Pilot-scale dry-milling runs were conducted to study the feasibility of using a short-duration single-stage tempering procedure for the tempering-degerminating system, instead of the 17.8–21.5 hr of conventional three-stage tempering procedures reported in the scientific literature. Using a Beall degerminator No. 0, pilot-scale dry-milling experiments were conducted at 10 tempering levels: 0, 5, 10, 15, 30, 45, 60, 120, 180, and 240 min. Variation in moisture content of through- and tail-stock fractions, degerminator throughput, ratio of tail- to through-stock, yields of different sized grits from tail- and through-stock fractions, and the recovery of germ and pericarp were used to compare tempering periods. A decrease in the milling action was observed for tempering durations >30 min. A tempering period of 15 min gave the highest grit recovery and a 30-min tempering period resulted in the highest germ and pericarp recovery. Based on these results, it was concluded that short tempering periods of 10–30 min as compared to 17.8–21.5 hr could be used for the tempering-degerminator system.     

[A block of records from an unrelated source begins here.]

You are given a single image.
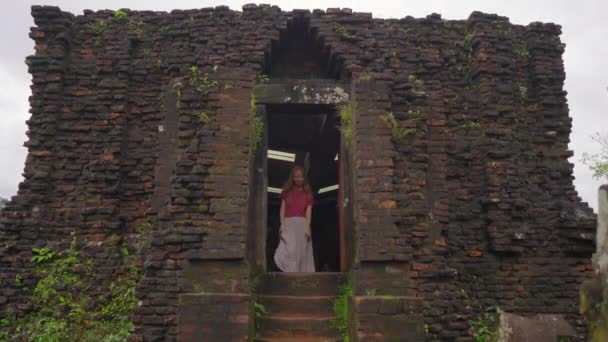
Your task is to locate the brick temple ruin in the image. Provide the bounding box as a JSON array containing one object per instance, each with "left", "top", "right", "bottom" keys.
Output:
[{"left": 0, "top": 5, "right": 595, "bottom": 341}]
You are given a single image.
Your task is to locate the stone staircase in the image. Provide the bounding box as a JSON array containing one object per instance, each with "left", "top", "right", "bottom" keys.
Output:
[{"left": 256, "top": 272, "right": 346, "bottom": 342}]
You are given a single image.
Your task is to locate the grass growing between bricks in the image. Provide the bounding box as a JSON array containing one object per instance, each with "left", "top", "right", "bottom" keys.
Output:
[
  {"left": 0, "top": 235, "right": 142, "bottom": 342},
  {"left": 329, "top": 277, "right": 353, "bottom": 342}
]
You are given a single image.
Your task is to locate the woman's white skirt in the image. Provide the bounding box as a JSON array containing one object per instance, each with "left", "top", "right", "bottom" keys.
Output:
[{"left": 274, "top": 217, "right": 315, "bottom": 272}]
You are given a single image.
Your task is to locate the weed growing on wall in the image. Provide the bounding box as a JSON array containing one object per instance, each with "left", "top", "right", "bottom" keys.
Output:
[
  {"left": 330, "top": 277, "right": 353, "bottom": 342},
  {"left": 338, "top": 103, "right": 353, "bottom": 148},
  {"left": 0, "top": 235, "right": 141, "bottom": 342}
]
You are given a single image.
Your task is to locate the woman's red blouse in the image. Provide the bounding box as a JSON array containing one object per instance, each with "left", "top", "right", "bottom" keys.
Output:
[{"left": 281, "top": 189, "right": 314, "bottom": 217}]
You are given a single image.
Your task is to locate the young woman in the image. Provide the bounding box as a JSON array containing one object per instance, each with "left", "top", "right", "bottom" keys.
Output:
[{"left": 274, "top": 166, "right": 315, "bottom": 272}]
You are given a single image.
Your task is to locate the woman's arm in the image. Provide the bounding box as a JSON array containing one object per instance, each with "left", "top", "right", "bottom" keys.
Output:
[{"left": 306, "top": 205, "right": 312, "bottom": 240}]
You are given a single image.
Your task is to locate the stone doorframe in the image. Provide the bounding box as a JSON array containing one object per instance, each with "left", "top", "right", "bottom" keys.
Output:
[{"left": 247, "top": 79, "right": 353, "bottom": 273}]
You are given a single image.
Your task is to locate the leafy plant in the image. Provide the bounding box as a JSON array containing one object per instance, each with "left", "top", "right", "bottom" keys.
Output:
[
  {"left": 32, "top": 247, "right": 55, "bottom": 264},
  {"left": 196, "top": 111, "right": 209, "bottom": 123},
  {"left": 513, "top": 39, "right": 531, "bottom": 61},
  {"left": 334, "top": 24, "right": 352, "bottom": 39},
  {"left": 127, "top": 18, "right": 144, "bottom": 37},
  {"left": 330, "top": 278, "right": 353, "bottom": 342},
  {"left": 251, "top": 113, "right": 264, "bottom": 150},
  {"left": 365, "top": 289, "right": 376, "bottom": 297},
  {"left": 471, "top": 307, "right": 502, "bottom": 342},
  {"left": 380, "top": 112, "right": 415, "bottom": 140},
  {"left": 338, "top": 103, "right": 353, "bottom": 148},
  {"left": 0, "top": 235, "right": 141, "bottom": 342},
  {"left": 460, "top": 120, "right": 481, "bottom": 130},
  {"left": 517, "top": 82, "right": 528, "bottom": 104},
  {"left": 257, "top": 74, "right": 270, "bottom": 83},
  {"left": 112, "top": 10, "right": 129, "bottom": 18},
  {"left": 463, "top": 32, "right": 475, "bottom": 64},
  {"left": 581, "top": 133, "right": 608, "bottom": 179},
  {"left": 86, "top": 19, "right": 108, "bottom": 46},
  {"left": 188, "top": 65, "right": 219, "bottom": 95}
]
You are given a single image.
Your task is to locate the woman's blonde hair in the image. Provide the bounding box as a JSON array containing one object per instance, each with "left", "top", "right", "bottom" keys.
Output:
[{"left": 283, "top": 165, "right": 312, "bottom": 195}]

Economics of Germ Preseparation for Dry-Grind Ethanol Facilities

A detailed economic analysis of a 914 tonnes/day (36,000 bu/day) “Quick Germ” ethanol process was performed. The Quick Germ ethanol process is a combination of a dry-grind and a wet-milling ethanol process. The Quick Germ ethanol process increases the coproduct value in the dry-grind ethanol process by recovering germ before fermentation. Germ is recovered using the conventional wet-milling degermination process. Economic assessment of the Quick Germ process proved profitable. The savings achieved by recovering germ as a coproduct and by increasing the fermentor capacity due to removal of nonfermentables from the corn mash will reduce the manufacturing cost of ethanol by 2.69 ¢/L (10.19 ¢/gal or $0.265/bu) when compared to the conventional dry-grind ethanol process.     

Effect of Maize Tempering on Throughput and Product Yields

Scientifically researched 2‐ and 3‐stage tempering procedures and the commercially practiced 1‐stage procedure were compared for throughput and corn dry‐milling product yields at pilot‐scale (30‐kg lots) operation. The throughput and product yields were influenced by the temper procedure and the tailgate weight distance. For most corn dry‐milling products, yields corresponding to 2‐ or 3‐stage tempering procedures could be equaled or surpassed using the 1‐stage tempering procedure at specific temper durations. In general, yields from the 2‐stage and 3‐stage procedures were comparable to the yields from the 1‐stage procedure at temper durations of 30–40 and 50–60 min, respectively. An increase in the tailgate weight distance improved the product yields for temper durations <30 min but reduced the yields for longer temper durations. An increase in temper duration ≤50 min resulted in a reduction in throughput but an improvement in flaking grit yield. The temper duration and tailgate weight distance could be suitably adjusted for obtaining the desired output.